What changes Ernest's earnest face has witnessed since it first arrived on those walls 100 years ago. From being a mere rower he went on to become captain and coach, and then, with so many of his class and caste, in August 1914 this young professor marched to Lansdowne Road and enlisted in D Company of the 7th battalion, Royal Dublin Fusiliers. He was mortally wounded in Gallipoli during the advance on Chocolate Hill just a year later. Within a further year, the Easter Rising unleashed new forces on Irish life, creating new historical perspectives which were owned by those who were either ignorant of, or actively hostile to, the cause which Prof Julian had served.

So though the new State in time did permit the construction of a memorial park to those who had perished on the Allied side in the Great War, it did not permit its schools to teach a rounded history of that dark time, from 1914 to 1922. One single narrative emerged, which rigorously excluded more than 200,000 Irishmen who followed the call of their elected leaders and their churchmen and enlisted in British or Allied colours.

As Taoiseach, De Valera refused the park a formal opening, and over the coming decades, from his celluloid vantage-point in the hall of the Dublin University boating pavilion, Ernest Julian could observe that the fate of Islandbridge symbolised the eradication of his generation of soldiers from the popular memory. Officially under the State's care, the gardens were, with a brutal neglect, allowed to fall into a shameful desuetude. By 1985, they were a scandal: Lutyens's ornamental triumph had become a vast, rat-infested rubbish dump, his cupola walls mere granite-pages for graffiti, and wild horses grazed where dead men should have been honoured.

Julian could not then have believed that then, galvanised by the splendid and now departed Campbell Heather, the State would finally intervene and rescue the gardens. The tens of thousands of dead Irishmen, and a good few Irishwomen, were thus almost overnight rescued from the dustbin of amnesia, and now there is hardly a soul who adheres to the single-thread version of Irish history.

The memorial records now available on CD-ROM are by no means comprehensive nor entirely correct: some of the Irish dead (and presumably British also) seem to have been overlooked as the official bureaucracy of death failed to match the ruthless efficiency of the machinery of killing. The records were therefore created from imperfect sources - how imperfect, only further research will tell. Moreover, many non-Irishmen who served in Irish regiments are wrongly counted as Irish. The true Irish death toll for the war was about 35,000.

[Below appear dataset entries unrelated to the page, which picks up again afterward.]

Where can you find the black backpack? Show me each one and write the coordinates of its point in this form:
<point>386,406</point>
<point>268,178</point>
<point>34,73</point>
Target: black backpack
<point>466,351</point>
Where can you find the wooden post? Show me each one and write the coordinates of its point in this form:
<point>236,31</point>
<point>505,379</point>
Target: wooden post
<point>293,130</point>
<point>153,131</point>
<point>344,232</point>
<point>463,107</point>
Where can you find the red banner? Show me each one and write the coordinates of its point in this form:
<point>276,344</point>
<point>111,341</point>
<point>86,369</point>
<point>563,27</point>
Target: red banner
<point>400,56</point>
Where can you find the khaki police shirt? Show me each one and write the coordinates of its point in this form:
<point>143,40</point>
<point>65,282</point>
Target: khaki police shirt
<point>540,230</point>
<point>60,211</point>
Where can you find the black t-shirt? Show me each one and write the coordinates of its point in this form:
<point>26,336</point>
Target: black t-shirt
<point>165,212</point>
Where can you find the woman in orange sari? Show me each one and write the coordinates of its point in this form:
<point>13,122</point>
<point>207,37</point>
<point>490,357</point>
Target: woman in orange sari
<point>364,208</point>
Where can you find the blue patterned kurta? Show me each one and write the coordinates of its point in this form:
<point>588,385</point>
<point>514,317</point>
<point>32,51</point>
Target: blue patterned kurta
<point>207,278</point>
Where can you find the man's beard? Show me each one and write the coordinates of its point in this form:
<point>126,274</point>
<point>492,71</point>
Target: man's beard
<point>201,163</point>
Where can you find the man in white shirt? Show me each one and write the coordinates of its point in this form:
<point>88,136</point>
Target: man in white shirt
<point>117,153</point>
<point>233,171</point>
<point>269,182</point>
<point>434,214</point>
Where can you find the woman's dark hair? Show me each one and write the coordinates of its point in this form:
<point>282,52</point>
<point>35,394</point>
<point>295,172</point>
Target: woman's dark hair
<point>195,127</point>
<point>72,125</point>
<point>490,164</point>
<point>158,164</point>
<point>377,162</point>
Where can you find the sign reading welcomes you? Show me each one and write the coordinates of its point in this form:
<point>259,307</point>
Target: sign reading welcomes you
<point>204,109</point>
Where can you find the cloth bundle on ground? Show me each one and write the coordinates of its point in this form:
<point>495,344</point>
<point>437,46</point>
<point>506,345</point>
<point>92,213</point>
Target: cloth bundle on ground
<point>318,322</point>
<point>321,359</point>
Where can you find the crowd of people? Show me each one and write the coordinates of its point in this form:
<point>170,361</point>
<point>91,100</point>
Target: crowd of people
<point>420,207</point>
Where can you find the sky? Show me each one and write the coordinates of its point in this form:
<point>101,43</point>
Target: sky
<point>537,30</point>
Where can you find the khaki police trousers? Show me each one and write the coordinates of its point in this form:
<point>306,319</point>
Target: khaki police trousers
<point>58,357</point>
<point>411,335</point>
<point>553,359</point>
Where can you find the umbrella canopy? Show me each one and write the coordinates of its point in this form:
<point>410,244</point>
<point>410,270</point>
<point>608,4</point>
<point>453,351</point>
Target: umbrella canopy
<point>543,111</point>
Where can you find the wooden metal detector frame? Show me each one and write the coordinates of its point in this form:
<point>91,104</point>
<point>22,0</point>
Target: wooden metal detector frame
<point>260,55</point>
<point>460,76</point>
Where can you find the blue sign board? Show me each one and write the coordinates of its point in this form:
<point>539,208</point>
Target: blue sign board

That aside, the records - assembled just after the war by Eva Barnard, daughter of the Church of Ireland archbishop of Dublin, and sumptuously decorated by the artistic genius of Harry Clarke - constitute a massive historical and genealogical resource, now for the first time computer-accessible through this magnificent CD. Every college and secondary school in the country, and indeed anyone interested in our history, should have a copy: it costs only €94.90 (see www.eneclann.ie).

The Minister for Arts, Sport and Tourism, John O'Donoghue, gave a generous speech at the launch, observing - and fairly - that across the way in Kilmainham Jail, another tradition, dear to his heart, was also commemorated.

Quite so. And without wishing to fetishise the dead, is it not right for this State finally to assemble an official list of the IRA/Free State dead of 1916 to 1922? Only bigots benefit from ignorance, and those men and women of that time also did their duty as they saw it.

They deserve better than an anonymity which the men of Islandbridge, and Ernest Julian, oarsman, Reid Professor of Law, and 1st Lieutenant, Royal Dublin Fusiliers in particular, know about, all too well.